BREXIT: To trigger or not to trigger the Article 50 of the Treaty on the EU ?

4 years ago
BREXIT: To trigger or not to trigger the Article 50 of the Treaty on the EU ?

On June 23, 2016, took place the referendum, in which the British people decided to leave the European Union by 51.9% to 48%. Prime Minister David Cameron immediately announced his resignation and his actual departure within 3 months.

At the European Council of May 28, 2016, he reiterated that the decision to trigger Article 50 of the Treaty on European Union (in force since 2009) would be taken by his successor.


REMINDER Article 50 provides that:

  • « A Member State may decide in accordance with its constitutional requirements to withdraw from the European Union ».
  • The withdrawal must be voluntary and unilateral.
  • The withdrawal is suject to a specific timeframe: “ The Treaties shall cease to apply to the State in question from the date of entry into force of the withdrawal agreement or, failing that, two years after the notification referred to in paragraph 2, unless the European Council, in agreement with the Member State concerned, unanimously decides to extend this period”.

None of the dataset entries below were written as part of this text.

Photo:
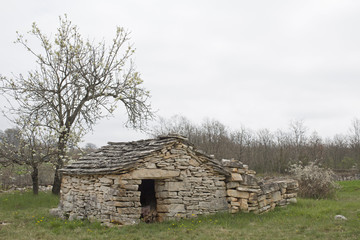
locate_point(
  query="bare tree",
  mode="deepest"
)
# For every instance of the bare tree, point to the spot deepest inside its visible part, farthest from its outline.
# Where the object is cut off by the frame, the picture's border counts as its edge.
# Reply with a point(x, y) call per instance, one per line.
point(27, 145)
point(76, 84)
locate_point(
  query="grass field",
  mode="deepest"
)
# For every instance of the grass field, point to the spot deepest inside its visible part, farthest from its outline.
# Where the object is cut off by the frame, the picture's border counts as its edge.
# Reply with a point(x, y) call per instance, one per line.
point(24, 216)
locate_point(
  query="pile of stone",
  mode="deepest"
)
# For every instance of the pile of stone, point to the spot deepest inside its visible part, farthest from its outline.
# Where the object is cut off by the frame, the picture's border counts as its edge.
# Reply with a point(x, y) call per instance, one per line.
point(108, 185)
point(248, 194)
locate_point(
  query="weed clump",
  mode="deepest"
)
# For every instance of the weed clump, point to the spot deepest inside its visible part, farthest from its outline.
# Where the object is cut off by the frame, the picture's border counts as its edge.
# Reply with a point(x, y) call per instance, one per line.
point(314, 181)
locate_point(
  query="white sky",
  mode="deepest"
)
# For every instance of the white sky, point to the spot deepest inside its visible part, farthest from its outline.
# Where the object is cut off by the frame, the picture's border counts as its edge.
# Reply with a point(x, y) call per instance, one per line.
point(258, 64)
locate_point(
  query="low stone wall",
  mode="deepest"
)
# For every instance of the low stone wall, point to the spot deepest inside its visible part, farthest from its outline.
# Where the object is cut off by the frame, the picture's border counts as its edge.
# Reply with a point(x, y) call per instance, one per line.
point(247, 194)
point(346, 174)
point(184, 185)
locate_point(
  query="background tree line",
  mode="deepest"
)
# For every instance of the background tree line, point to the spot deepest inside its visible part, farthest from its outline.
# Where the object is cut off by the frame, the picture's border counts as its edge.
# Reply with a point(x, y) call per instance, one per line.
point(266, 151)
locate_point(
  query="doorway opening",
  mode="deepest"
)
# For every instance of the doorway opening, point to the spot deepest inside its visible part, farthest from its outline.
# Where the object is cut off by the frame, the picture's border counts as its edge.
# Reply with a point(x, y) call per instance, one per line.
point(148, 201)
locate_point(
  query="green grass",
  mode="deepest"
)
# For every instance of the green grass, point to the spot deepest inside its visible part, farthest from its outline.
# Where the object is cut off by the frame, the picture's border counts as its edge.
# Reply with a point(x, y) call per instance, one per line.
point(28, 218)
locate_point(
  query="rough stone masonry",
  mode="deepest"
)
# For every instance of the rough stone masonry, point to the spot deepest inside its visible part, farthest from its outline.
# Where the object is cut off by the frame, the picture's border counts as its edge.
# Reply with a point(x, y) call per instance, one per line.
point(162, 179)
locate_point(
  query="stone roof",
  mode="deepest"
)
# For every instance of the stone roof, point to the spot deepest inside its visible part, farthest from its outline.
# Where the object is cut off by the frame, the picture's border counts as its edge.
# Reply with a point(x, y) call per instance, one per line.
point(122, 157)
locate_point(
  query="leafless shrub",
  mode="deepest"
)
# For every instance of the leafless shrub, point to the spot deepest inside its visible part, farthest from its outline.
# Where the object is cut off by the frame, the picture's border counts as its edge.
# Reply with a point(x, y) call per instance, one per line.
point(314, 181)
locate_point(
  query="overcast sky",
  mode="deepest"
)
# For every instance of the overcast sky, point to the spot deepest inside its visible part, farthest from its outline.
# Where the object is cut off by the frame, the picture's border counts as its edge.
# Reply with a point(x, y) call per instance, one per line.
point(258, 64)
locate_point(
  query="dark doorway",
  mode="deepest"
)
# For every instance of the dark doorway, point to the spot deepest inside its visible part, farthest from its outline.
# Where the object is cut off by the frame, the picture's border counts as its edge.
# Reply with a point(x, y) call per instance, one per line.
point(148, 200)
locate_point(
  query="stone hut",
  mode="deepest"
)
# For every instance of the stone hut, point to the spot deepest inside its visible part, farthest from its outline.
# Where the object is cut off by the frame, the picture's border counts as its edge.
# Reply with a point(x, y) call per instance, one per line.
point(162, 179)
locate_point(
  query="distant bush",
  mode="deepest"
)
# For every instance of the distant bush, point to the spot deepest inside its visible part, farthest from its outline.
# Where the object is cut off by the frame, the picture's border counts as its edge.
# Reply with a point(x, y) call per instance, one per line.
point(314, 181)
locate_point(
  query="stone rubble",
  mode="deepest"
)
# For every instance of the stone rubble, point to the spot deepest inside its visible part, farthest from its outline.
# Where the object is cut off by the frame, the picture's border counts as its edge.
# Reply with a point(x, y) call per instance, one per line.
point(187, 183)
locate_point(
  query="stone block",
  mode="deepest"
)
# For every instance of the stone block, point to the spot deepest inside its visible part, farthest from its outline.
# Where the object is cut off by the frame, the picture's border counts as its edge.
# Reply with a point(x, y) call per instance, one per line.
point(236, 177)
point(154, 174)
point(230, 185)
point(276, 196)
point(171, 208)
point(123, 204)
point(174, 186)
point(131, 187)
point(166, 194)
point(245, 189)
point(237, 194)
point(194, 162)
point(105, 180)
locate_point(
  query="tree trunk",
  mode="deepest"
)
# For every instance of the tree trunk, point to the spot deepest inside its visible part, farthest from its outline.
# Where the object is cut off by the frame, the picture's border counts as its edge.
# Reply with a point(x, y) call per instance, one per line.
point(35, 179)
point(60, 163)
point(57, 181)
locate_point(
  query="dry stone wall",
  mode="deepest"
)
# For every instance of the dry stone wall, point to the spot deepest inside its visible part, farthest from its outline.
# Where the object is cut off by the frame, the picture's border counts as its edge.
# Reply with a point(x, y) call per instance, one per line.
point(185, 182)
point(248, 194)
point(185, 187)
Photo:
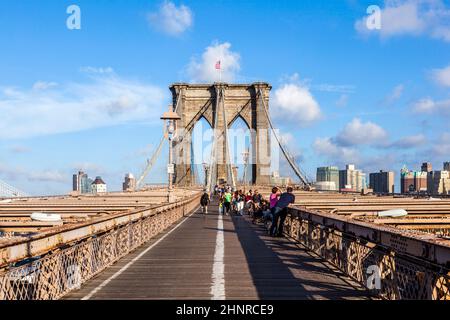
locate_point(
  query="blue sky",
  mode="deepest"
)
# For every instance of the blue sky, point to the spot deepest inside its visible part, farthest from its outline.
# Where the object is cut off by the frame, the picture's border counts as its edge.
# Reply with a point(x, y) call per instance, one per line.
point(91, 98)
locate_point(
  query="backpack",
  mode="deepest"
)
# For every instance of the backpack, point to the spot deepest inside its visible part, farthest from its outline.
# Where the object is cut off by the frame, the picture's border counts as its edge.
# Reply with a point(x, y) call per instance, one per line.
point(204, 199)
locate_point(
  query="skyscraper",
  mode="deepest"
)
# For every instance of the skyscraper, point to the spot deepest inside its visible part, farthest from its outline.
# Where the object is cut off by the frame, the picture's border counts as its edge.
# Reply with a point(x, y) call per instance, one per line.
point(98, 186)
point(382, 182)
point(328, 178)
point(81, 182)
point(447, 166)
point(352, 179)
point(439, 182)
point(129, 183)
point(426, 167)
point(413, 181)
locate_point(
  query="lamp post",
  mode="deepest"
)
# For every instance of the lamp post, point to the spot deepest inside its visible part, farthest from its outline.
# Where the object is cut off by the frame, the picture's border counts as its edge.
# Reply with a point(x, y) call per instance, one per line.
point(170, 119)
point(245, 156)
point(206, 169)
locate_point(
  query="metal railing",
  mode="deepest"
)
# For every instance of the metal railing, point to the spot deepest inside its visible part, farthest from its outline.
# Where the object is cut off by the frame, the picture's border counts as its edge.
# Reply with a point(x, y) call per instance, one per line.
point(409, 268)
point(66, 268)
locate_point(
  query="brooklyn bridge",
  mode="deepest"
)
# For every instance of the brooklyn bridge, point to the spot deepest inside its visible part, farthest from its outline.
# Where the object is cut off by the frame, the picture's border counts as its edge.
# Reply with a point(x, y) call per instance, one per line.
point(155, 243)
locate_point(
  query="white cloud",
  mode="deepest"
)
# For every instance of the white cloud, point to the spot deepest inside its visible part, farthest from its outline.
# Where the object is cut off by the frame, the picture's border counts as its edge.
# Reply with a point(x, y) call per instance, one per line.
point(42, 85)
point(342, 101)
point(97, 70)
point(294, 102)
point(104, 100)
point(396, 94)
point(442, 76)
point(428, 105)
point(409, 142)
point(48, 176)
point(413, 17)
point(441, 148)
point(205, 69)
point(360, 133)
point(171, 19)
point(19, 149)
point(338, 154)
point(15, 173)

Currently, the conditions of travel, work and residence remain UNCHANGED for British citizens within the European Union and for EU citizens and non-European in the UK.

If Article 50 of the Treaty on European Union is invoked, negotiations will officially start.

As of today, many hypothesizes are brought to the debate: early elections, second referendum, Parliament veto…

Until the end of the summer, the use of the « withdrawal clause » by the United Kingdom, is uncertain.